The upper classes must have been taller than everyone else though as they were better fed. Class-by-height distinctions down to nutritional differences were still noticeable in Britain during the 1940s and even later.
 
dash_two said:
Humans generally got smaller compared to hunter/gatherers ....The upper classes must have been taller than everyone else though as they were better fed. etc.
interesting stuff, although its not about quantity but quality - if you go down to Holland and Barrrets and buy their dodgy protein formulas you'll bulk up - doesnt mean its good for you - nor that your biological make up is well designed to deal with it, which is the real question at hand.

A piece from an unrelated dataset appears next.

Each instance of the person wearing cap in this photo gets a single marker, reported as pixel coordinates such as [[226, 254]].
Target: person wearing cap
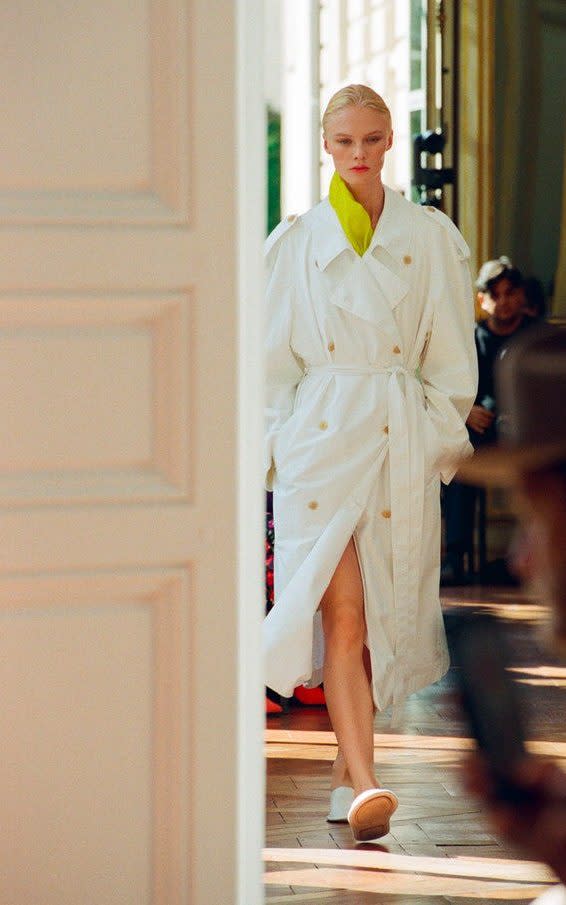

No doubt new generations of Chinese and Japanese children are growing taller than their parents, having been fed more 'red' meet, and being introduced to an agressive marketing campaign to drink growth stimulating cow's milk [mainly from the US and European dairy market as it happens] .
milk_valley.jpg

feature_dairymap_600.gif

[this table above doesnt show how much the US is trying to influence Asians into buying their cows milk products - an important 'growing' market, although the US has succesfully cornered the ice cream market in Japan!
US dairy product exports]

All of which doesn't mean the biological sysytem of Asian people is best designed to deal with their new diet of cows milk products, whatever the effects on average population height. In fact, it is one of those cross-cultural facts that East Asian people find that Europeans smell of cheese, unacustomed as they are to a dairy diet - oh well, thats the free market for you - soon we'll all be eating cow milk products in our global village eh?!

Humans are fantastically adaptable and can probably evolve to deal with such changes over time - thats not really the point - the question is what would our/their bodies prefer if they had a choice?
poro3pg206320mashed20lacz5.jpg

okay, 8am,time to stop being mash up and go to bed :o also probably time to act with "a wee bit more humility" eh, gorski? Sorry if this is coming across arrogant ( if you are refering to me) - this has been one of the most enlightening threads for me - I've learnt a lot - hope I haven't come across as know it all - far from it, its been nothing but educational, although it seems like I've taken a different meaning away from the evidence... such is life.